26.10.12

La bâtarde d’Istambul – Elif Shafak



Si vous souhaitez sortir des sentiers battus et partir à la découverte de la littérature contemporaine turque, ce livre vous attend. Au-delà du plaisir de découvrir un nouveau talent d’un pays pas particulièrement connu pour sa production littéraire, ce livre nous donne à voir et à réfléchir sur les impossibles contradictions dans lesquelles cet immense pays se débat.

Coincé entre l’Europe et l’Asie, entre la religion musulmane dominante et le christianisme arménien, entre modernisme et traditions, la Turquie cherche sa place entre une Europe qui ne veut pas d’elle et une Asie qui la soupçonne de faire le jeu des Occidentaux. Longtemps gouvernée par les militaires, encore sous liberté fortement surveillée, la Turquie est un pays moderne dans lequel la jeune génération féminine joue un rôle déterminant, assume une sexualité libérée, a droit de vote et accès à l’avortement pendant que la génération des mères est encore sous la coupe de maris patriarches et encadrées par l’islam.

La Turquie n’en a pas non plus fini avec le génocide arménien qu’elle continue de nier malgré les plus de deux millions de morts, les déportations honteuses, les massacres systématiques de 1915.
Ce sont toutes ces contradictions qu’Elif Shafak a décidé d’exploiter et de mettre en scène dans « La Bâtarde d’Istambul ». Pour cela, l’auteur choisit de faire évoluer la trame de son ambitieux roman à travers deux familles. L’une est stambouliote. On y trouve que des femmes car tous les hommes meurent mystérieusement jeunes, entre quarante et cinquante ans, depuis trois générations. C’est une famille de dingues, comme aime à le dire la jeune Asya (la bâtarde). Une famille dans laquelle quatre générations de femmes vivent ensemble au quotidien, de l’arrière grand-mère qui connut la période honnie du début du siècle et qui devient de plus en plus gâteuse, aux quatre sœurs aussi différentes que soudées. C’est une galerie de personnages hauts en couleur que l’auteur s’est plue à dépeindre en mélangeant la professeur d’histoire nationale qui peu à peu va réaliser qu’elle se rend complice d’un pouvoir qui occulte le génocide ou la diseuse d’avenir qui dialogue avec ses deux génies. Elle aussi va découvrir l’horreur d’un passé refoulé et qui trouve son prolongement dans un drame familial au centre duquel se trouve Asya. Entre ces deux sœurs et une troisième totalement folle et qui passe d’un mal à un autre pour donner un sens à une vie de désespoir, on trouve la mère d’Asya, la stambouliote rebelle, belle et révoltée, porteuse d’un secret qu’on ne découvrira que dans les dernières pages. Une femme courageuse, écorchée vive et terriblement attachante.

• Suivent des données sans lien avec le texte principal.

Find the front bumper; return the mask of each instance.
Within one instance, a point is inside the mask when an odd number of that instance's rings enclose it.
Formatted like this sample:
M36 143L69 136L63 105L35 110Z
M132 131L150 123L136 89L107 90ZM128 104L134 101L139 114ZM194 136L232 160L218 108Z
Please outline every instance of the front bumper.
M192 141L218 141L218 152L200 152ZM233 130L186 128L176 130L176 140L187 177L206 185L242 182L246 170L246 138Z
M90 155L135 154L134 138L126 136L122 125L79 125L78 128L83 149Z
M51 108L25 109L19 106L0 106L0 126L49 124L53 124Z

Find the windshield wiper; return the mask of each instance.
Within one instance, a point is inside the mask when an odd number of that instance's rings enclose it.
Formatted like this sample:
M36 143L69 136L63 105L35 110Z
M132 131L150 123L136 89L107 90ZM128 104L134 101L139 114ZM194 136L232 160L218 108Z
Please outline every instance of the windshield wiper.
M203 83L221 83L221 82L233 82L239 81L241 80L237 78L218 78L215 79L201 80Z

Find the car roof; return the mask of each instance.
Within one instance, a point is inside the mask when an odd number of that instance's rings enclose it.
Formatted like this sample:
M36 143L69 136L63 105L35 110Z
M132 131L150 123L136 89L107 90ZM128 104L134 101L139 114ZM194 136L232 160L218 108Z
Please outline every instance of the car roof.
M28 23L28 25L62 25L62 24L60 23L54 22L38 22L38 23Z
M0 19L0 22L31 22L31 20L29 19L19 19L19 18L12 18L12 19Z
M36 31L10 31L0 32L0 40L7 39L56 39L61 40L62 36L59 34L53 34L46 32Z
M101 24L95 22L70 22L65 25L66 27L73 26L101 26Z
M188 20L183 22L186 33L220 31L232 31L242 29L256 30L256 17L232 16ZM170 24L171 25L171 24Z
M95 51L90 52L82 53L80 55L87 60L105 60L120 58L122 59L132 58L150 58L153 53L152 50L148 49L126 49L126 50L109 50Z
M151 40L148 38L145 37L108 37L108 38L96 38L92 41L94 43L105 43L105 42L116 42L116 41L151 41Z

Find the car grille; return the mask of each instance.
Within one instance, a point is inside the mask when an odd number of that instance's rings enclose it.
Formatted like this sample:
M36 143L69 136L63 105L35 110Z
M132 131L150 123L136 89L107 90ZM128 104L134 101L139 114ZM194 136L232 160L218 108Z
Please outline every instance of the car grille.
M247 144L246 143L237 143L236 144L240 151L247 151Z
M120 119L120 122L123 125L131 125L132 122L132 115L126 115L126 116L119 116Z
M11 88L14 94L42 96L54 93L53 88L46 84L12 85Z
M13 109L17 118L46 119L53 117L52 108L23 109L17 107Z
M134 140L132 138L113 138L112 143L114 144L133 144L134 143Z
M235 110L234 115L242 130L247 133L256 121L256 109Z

L’autre famille se trouve dans l’Arizona et met aux prises une américaine typique, gentiment hystérique et possessive, aussi obèse que ses sentiments sont débordants et qui pour se venger d’un premier mari arménien dont elle a eu une fille, va épouser un Turc sédentarisé qui n’est autre que le frère des quatre sœurs précédemment évoquées.

Parce que Amy, la fille Américaine, va peu à peu prendre conscience de ses origines et comprendre le drame arménien grâce à la communauté américaine, ces deux familles que le temps a séparé vont finir par se retrouver dans une Istambul moderne et en pleine transformation. Tout finira dans  un drame en forme de catharsis.

On le voit, le propos est ambitieux. Globalement, Elif Shafak ne s’en tire pas trop mal même si on sent parfois qu’elle a du mal à contenir une histoire qui la déborde. La lecture nécessite une certaine attention tant les personnages mis en scène sont nombreux et entrelacés. Ce roman aurait pu être un très grand livre si, de plus, il avait été servi par une écriture plus précise, plus travaillée. On perçoit un écrivain encore jeune, sans doute plein de talents et en devenir. Il faudra donc la suivre.

Quoi qu’il en soit, nous vous recommandons ce livre qui permet d’aborder ce grand pays voisin, trop mal connu de nous.